Wednesday, March 24, 2010

What Are FICO Scores?

Any time you apply for a home loan, credit card, or car loan, lenders are concerned that you might be a risky venture. To help get a better idea of your credit history, they may look at your FICO scores. FICO scores are based on a system developed by Fair Isaac and Company, thus the acronym. Generally speaking, the higher your credit scores, the lower the possibility that you are a credit risk. Of course, it is important to note that many agencies have their own strategies and guidelines they use when determining whether to lend money or not. Research any lender you are intending to petition to see what their guidelines are.

FICO scores are arranged by 50 point segments beginning with 300 and going to more than 800. The scores are calculated according to your credit payment history, the current amount of debt owed, and the types of credit you have.

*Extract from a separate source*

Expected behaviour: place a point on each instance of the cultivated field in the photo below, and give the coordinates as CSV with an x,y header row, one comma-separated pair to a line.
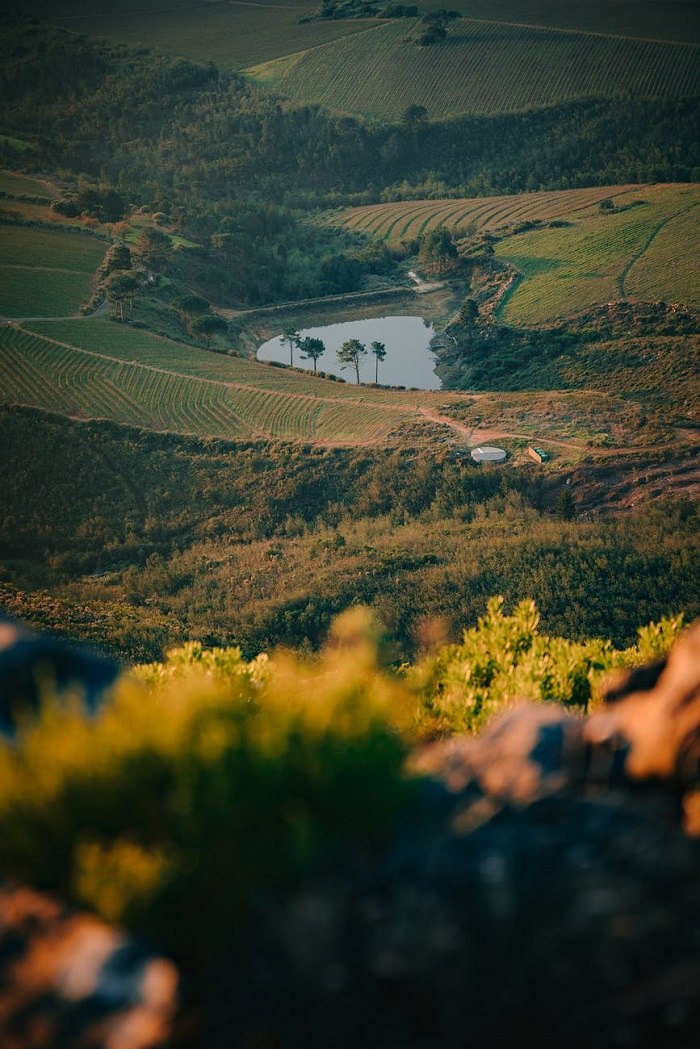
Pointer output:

People just beginning to use credit, such as a young adult, will have a lower credit score than a person with a more established credit history. Reports indicate that the majority (27 percent) of US citizens have credit within the 750-799 point range. Anything in this range is considered to be an excellent credit score. Less than 20 percent of the population has scores lower than 600. These people will have difficulty getting a loan at a reasonable rate.

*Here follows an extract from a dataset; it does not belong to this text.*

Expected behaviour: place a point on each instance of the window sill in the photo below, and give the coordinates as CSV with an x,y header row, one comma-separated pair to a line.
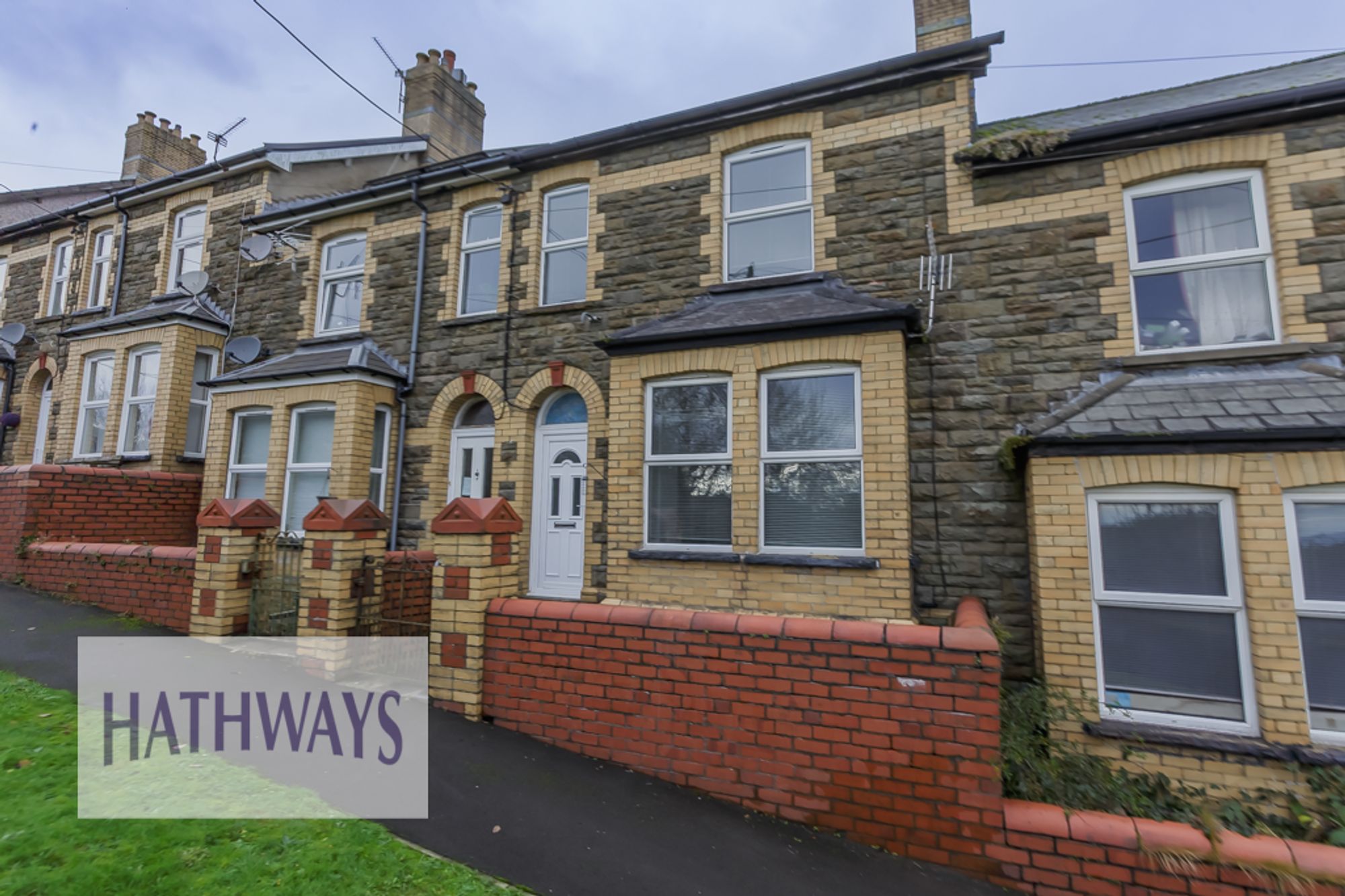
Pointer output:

FICO scores are available from three major credit reporting agencies. You will have one FICO score from Experian, one from TransUnion, and one from Equifax. In order to calculate your credit scores, you must have at least one line of credit open and one that has been updated within the past six months at each credit bureau. This ensures that the agencies have updated information on your credit history. Each credit reporting agency has its own name for FICO scores. With Equifax it is the BEACON Score, TransUnion offers the EMPIRICA, and Experian has the Experian/Fair Isaac Risk Model.

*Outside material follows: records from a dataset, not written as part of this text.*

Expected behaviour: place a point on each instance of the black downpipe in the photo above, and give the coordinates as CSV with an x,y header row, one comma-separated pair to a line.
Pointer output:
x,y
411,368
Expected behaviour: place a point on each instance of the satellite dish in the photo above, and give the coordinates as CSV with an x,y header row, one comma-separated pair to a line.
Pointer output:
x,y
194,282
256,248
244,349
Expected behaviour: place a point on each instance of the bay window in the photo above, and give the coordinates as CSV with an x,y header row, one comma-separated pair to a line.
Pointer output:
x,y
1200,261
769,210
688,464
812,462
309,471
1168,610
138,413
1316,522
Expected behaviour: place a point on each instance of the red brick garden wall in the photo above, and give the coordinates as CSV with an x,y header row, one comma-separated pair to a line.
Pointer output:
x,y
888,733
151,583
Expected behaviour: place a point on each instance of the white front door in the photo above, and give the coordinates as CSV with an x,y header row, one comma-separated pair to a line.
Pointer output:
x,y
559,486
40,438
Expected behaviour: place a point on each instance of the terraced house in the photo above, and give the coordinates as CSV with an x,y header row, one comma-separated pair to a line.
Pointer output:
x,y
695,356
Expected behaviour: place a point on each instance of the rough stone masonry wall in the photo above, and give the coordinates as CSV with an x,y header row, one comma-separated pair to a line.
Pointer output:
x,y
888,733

As your credit history changes, new credit scores based on your credit will also change. This makes it possible for your credit score to change from month to month. Improving your FICO scores will allow you to not only be able to get the loan you need, but also helps ensure that your interest rates are not outrageous. You can improve your credit scores by paying off credit cards at the end of each month and making sure you make payments on time.